- Date: 21–28 July
- Edition: 2nd (men) / 5th (women)
- Category: International Series (men) Tier III (women)
- Surface: Clay / outdoors
- Location: Sopot, Poland

Champions

Men's singles
- José Acasuso

Women's singles
- Dinara Safina

Men's doubles
- František Čermák / Leoš Friedl

Women's doubles
- Svetlana Kuznetsova / Arantxa Sánchez-Vicario
| Idea Prokom Open |

= 2002 Idea Prokom Open =

The 2002 Idea Prokom Open was a combined men's and women's tennis tournament played on outdoor clay courts in Sopot in Poland that was part of the International Series of the 2002 ATP Tour and of Tier III of the 2002 WTA Tour. The tournament ran from 21 July through 28 July 2002. José Acasuso and Dinara Safina won the singles titles.

==Finals==

===Men's singles===

ARG José Acasuso defeated ARG Franco Squillari 2–6, 6–1, 6–3
- It was Acasuso's only title of the year and the 1st of his career.

===Women's singles===

RUS Dinara Safina defeated SVK Henrieta Nagyová 6–3, 4–0 (Nagyová retired)
- It was Safina's only title of the year and the 1st of her career.

===Men's doubles===

CZE František Čermák / CZE Leoš Friedl defeated RSA Jeff Coetzee / AUS Nathan Healey 7–5, 7–5
- It was Čermák's 2nd title of the year and the 2nd of his career.

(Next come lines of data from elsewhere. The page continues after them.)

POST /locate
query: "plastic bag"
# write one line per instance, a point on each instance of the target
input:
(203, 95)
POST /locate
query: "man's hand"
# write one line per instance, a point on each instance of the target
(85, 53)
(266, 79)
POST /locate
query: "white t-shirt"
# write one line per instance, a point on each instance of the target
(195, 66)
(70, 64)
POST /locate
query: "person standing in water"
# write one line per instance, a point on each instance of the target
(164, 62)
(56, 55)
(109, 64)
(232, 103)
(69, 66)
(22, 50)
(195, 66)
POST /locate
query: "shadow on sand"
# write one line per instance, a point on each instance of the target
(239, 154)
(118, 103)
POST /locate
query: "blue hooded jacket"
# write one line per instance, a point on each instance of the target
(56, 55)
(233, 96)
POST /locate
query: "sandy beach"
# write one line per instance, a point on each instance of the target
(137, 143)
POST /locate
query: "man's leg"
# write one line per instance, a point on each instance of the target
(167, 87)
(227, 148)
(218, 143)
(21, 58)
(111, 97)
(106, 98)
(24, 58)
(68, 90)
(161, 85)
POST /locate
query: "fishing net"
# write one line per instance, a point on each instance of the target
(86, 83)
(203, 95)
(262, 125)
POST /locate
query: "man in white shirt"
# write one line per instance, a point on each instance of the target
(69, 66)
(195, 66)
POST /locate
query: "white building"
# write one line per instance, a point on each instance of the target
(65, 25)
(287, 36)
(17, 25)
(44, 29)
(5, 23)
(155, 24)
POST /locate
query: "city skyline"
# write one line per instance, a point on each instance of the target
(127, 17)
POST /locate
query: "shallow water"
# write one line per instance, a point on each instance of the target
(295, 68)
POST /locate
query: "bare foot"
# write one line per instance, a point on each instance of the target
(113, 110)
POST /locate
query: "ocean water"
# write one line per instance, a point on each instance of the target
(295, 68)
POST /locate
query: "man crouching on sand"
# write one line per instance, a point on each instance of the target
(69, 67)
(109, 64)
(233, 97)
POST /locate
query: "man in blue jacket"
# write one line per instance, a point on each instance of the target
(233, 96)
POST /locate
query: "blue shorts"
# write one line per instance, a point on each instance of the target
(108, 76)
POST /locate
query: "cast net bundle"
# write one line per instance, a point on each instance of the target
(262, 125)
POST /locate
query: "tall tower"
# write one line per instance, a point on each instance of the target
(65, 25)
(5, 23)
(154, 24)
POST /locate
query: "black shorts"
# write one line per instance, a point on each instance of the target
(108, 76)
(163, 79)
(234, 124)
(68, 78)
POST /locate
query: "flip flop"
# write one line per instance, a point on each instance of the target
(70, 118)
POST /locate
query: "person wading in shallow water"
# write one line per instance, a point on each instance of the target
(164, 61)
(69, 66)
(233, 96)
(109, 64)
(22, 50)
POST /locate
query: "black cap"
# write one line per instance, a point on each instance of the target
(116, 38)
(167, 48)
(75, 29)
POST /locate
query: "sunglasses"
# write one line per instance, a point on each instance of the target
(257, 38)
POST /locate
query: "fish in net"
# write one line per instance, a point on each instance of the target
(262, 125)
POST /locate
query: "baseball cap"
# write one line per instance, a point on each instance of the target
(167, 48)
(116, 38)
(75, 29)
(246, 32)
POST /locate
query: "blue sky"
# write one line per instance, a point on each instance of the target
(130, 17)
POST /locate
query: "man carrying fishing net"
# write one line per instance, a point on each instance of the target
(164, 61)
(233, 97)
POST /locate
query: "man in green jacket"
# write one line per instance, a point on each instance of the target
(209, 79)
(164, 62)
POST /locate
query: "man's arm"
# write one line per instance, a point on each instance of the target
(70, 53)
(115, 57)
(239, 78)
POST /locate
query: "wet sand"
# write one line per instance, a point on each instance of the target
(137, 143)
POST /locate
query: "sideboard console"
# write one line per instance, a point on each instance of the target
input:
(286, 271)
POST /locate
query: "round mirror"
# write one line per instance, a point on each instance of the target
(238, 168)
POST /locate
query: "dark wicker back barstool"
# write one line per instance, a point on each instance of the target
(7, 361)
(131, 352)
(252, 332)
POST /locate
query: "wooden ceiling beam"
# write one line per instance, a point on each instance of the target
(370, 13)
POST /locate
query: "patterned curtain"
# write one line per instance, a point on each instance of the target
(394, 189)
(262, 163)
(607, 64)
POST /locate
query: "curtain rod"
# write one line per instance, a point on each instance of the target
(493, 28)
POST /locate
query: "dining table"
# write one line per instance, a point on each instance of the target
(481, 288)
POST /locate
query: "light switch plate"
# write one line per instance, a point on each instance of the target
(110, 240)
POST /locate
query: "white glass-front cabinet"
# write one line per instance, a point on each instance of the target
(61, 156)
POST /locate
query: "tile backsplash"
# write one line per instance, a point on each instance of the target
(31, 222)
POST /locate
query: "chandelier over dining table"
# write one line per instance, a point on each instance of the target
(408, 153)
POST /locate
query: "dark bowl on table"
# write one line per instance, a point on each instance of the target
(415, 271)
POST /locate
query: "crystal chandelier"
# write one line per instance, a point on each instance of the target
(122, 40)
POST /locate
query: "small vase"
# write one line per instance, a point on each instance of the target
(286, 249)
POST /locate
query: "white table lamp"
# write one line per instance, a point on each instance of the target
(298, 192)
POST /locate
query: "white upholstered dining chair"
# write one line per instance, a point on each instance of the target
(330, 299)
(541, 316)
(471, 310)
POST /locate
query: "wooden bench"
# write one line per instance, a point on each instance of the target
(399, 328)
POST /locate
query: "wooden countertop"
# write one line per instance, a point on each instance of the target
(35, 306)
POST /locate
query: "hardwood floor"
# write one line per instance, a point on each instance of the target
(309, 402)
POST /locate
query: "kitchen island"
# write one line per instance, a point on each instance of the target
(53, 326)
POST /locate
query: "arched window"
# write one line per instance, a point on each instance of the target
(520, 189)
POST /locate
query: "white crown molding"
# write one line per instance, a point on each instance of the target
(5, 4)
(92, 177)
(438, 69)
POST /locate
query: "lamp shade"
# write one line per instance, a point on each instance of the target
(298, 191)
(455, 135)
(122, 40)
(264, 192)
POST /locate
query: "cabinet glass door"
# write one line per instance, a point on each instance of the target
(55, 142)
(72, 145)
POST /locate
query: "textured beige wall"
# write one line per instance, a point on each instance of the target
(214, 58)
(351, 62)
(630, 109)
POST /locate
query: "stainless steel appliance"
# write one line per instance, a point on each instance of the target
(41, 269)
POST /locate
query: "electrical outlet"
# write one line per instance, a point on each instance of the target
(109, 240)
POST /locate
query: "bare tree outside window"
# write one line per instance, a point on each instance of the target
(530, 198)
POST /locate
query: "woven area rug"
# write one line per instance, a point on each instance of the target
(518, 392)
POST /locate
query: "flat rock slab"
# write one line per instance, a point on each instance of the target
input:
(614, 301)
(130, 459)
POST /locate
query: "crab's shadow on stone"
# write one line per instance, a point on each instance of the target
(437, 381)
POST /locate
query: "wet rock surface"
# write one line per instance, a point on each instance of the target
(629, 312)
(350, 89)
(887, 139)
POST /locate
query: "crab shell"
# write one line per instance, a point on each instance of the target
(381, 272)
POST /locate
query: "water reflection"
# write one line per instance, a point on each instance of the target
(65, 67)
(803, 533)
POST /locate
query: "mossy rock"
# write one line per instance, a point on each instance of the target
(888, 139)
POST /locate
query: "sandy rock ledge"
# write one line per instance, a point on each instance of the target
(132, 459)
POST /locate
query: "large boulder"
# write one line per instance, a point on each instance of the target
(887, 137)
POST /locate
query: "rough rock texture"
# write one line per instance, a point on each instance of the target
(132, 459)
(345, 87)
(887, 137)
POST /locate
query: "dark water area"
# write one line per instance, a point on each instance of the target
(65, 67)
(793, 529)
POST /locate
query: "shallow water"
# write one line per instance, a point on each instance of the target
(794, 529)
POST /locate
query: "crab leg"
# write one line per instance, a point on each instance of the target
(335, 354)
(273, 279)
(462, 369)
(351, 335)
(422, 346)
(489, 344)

It was Friedl's only title of the year and the 2nd of his career.

===Women's doubles===

RUS Svetlana Kuznetsova / ESP Arantxa Sánchez-Vicario defeated RUS Evgenia Kulikovskaya / RUS Ekaterina Sysoeva 6–2, 6–2
- It was Kuznetsova's 1st title of the year and the 1st of her career. It was Sánchez-Vicario's 3rd title of the year and the 98th of her career.